So it turns out getting back into the blogging habit is harder than I thought — failing at my attempt to quit Twitter didn’t help — but here I go trying again. The pandemic has, as I think for many people, scrambled my sense of time anyway. It feels like it must somehow still be 2020, but also like it’s been a lifetime since what used to be “normal”.
It’s March 14th, 2022, the second anniversary of what I think of as my Last Normal Day, when I walked to the barbershop and had my last professional haircut. I’ve been making do at home with clippers and my partner’s assistance, but in a fit of likely-premature optimism, I did book an appointment for this week, so I’ll see my barber again for the first time since then. Still masked, of course; I’ll stick to trimming my beard at home for a while longer, that’s much easier to do anyway.
Pretty much every jurisdiction in the US has dropped mask mandates now, as far as I know, though they’re still requiring them on planes and trains for another month (I’m sure compliance will be even worse than before). In Massachusetts, the average test positivity rate is down around 1.5%, which is great compared to the peak of the Omicron wave (officially 23% in early January, a figure well past the “we cannot possibly accurately measure how much of this shit is out there” threshold) but not great at all compared to last June’s low point of below 0.3%. I miss my bar, but for a glorious couple of weeks there, before even Delta, let alone Omicron, I felt like it was safe enough to go back a few times.
But if letting our collective guard down last summer when case rates were so much lower, because we figured the Alpha wave was done, left us so vulnerable to the worse variants to come, it seems flatly insane to be ending all mitigation measures even though the rates are higher and the new variants are more transmissible. Not to mention insisting on the importance of “getting back to the office” and proclaiming COVID “endemic”, as though the bare assertion would make that true despite over a thousand deaths a day in the US alone. As I said on Twitter a few days ago, it’s like deciding we’re tired of putting out a fire and we need to get back to stacking oily rags everywhere, and those smoldering embers in the corner are probably just going to quietly go out on their own, so we need to just learn to live with constant smoke inhalation.
Medical consensus is growing that somewhere in the range of 10 to 30% of COVID cases result in “Long COVID” chronic post-viral illness, which can be debilitating for some; it also appears that even mild cases can cause physical damage to brain tissue that is visible on scans. The risks of both scenarios are probably reduced by vaccination, but public health officials insisting that it’s silly to try to reduce cases to zero makes me feel like either they’re completely detached from reality, or I am.
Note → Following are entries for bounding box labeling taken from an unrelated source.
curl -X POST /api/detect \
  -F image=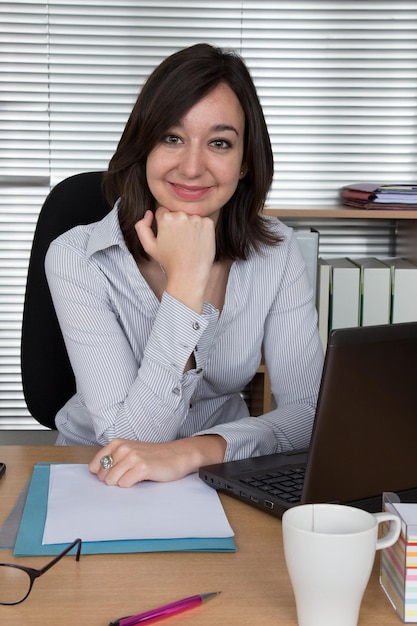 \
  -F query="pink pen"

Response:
[109,591,221,626]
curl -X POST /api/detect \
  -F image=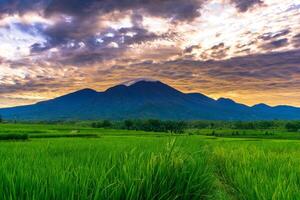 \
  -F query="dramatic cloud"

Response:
[0,0,300,107]
[231,0,263,12]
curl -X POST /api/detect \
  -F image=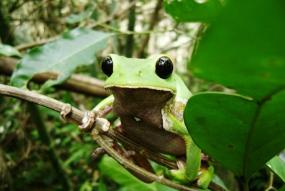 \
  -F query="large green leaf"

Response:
[184,91,285,177]
[164,0,222,22]
[189,0,285,100]
[12,29,110,87]
[99,156,175,191]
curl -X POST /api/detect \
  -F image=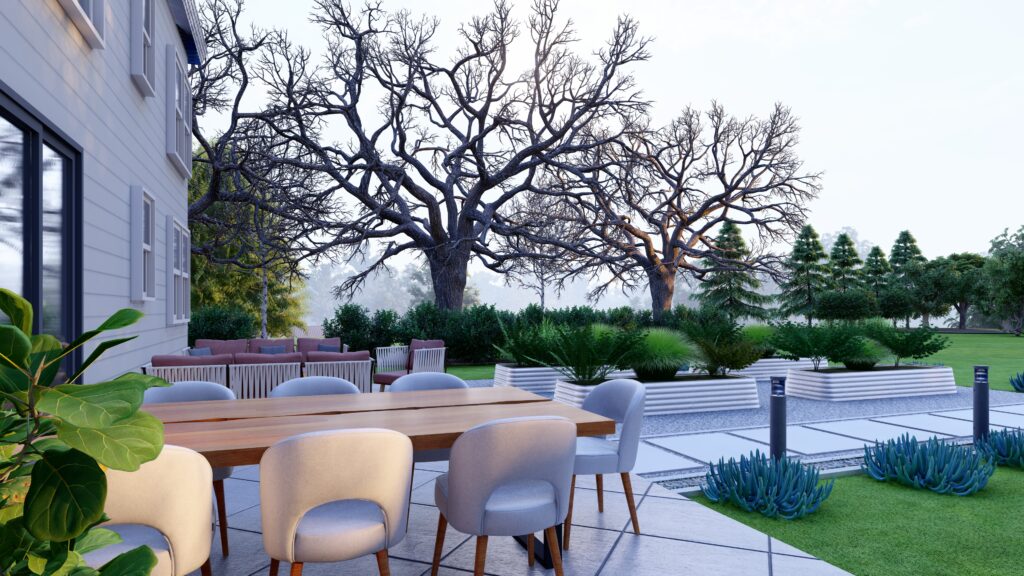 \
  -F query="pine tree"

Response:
[828,233,863,292]
[695,221,772,320]
[778,224,828,325]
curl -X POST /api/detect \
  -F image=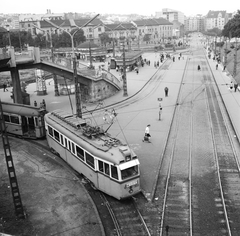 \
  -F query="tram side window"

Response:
[86,152,94,168]
[48,126,53,137]
[68,141,71,151]
[54,130,60,142]
[34,117,38,126]
[111,166,118,179]
[10,116,20,124]
[64,138,67,148]
[76,146,84,161]
[72,143,75,154]
[122,166,138,179]
[3,115,10,122]
[60,134,64,145]
[104,163,110,175]
[98,160,104,172]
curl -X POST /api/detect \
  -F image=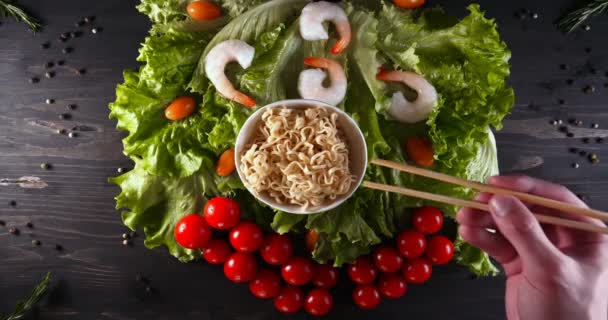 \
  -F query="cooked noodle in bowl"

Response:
[236,102,366,213]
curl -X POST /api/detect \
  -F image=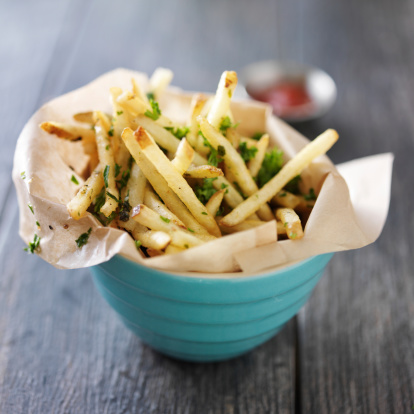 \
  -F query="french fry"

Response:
[134,127,221,237]
[207,71,237,128]
[94,111,119,217]
[147,248,164,257]
[295,196,316,212]
[122,128,214,238]
[45,68,338,257]
[149,68,174,98]
[67,170,104,220]
[278,220,286,236]
[131,78,150,103]
[109,88,131,170]
[272,190,301,209]
[247,134,269,177]
[145,186,186,228]
[40,122,95,142]
[276,208,303,240]
[165,244,186,254]
[73,111,95,125]
[117,218,171,250]
[123,163,147,207]
[184,165,223,178]
[226,128,241,149]
[171,138,194,175]
[131,204,204,248]
[206,190,225,217]
[220,129,338,226]
[137,230,171,250]
[187,94,208,150]
[129,116,252,213]
[198,117,274,221]
[220,220,266,234]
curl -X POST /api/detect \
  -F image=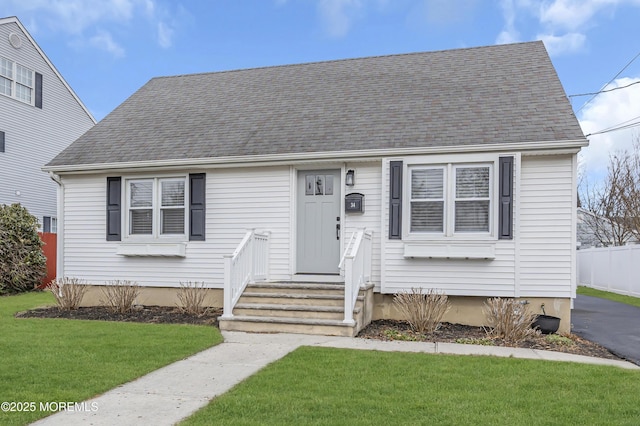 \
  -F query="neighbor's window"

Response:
[127,178,186,237]
[409,164,491,235]
[0,58,35,104]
What a happy note to end on! I suppose this was always going to be a gloomy anniversary, but I will try to get back to posting a couple times a week. I have other things I’d like to talk about. Keep wearing the highest quality, best fitting masks you can afford whenever you might be indoors with other people outside your own home, use rapid tests (and get your second set of free tests from covidtests.gov, if you haven’t — or your first and second, if you haven’t gotten either! — a measly eight tests per household is wildly inadequate but they won’t do more if there’s not even a demand for this) if you think you may have been exposed, get a PCR test if a rapid test is positive or you have symptoms, get vaxed and boosted if you haven’t, and try to protect the unvaccinated and vulnerable people in your life, since the government has decided that’s just not really their job.
I said up top that my sense of time is scrambled, and I have that Groundhog Day-like feeling that it’s both been forever and no time since the world changed, but a while ago a friend said something I’m holding on to: “Nothing has ever lasted forever before.” Everything ends, and the pandemic will too, but it hasn’t yet; and the more we act like it’s still a real danger, the sooner it will be over.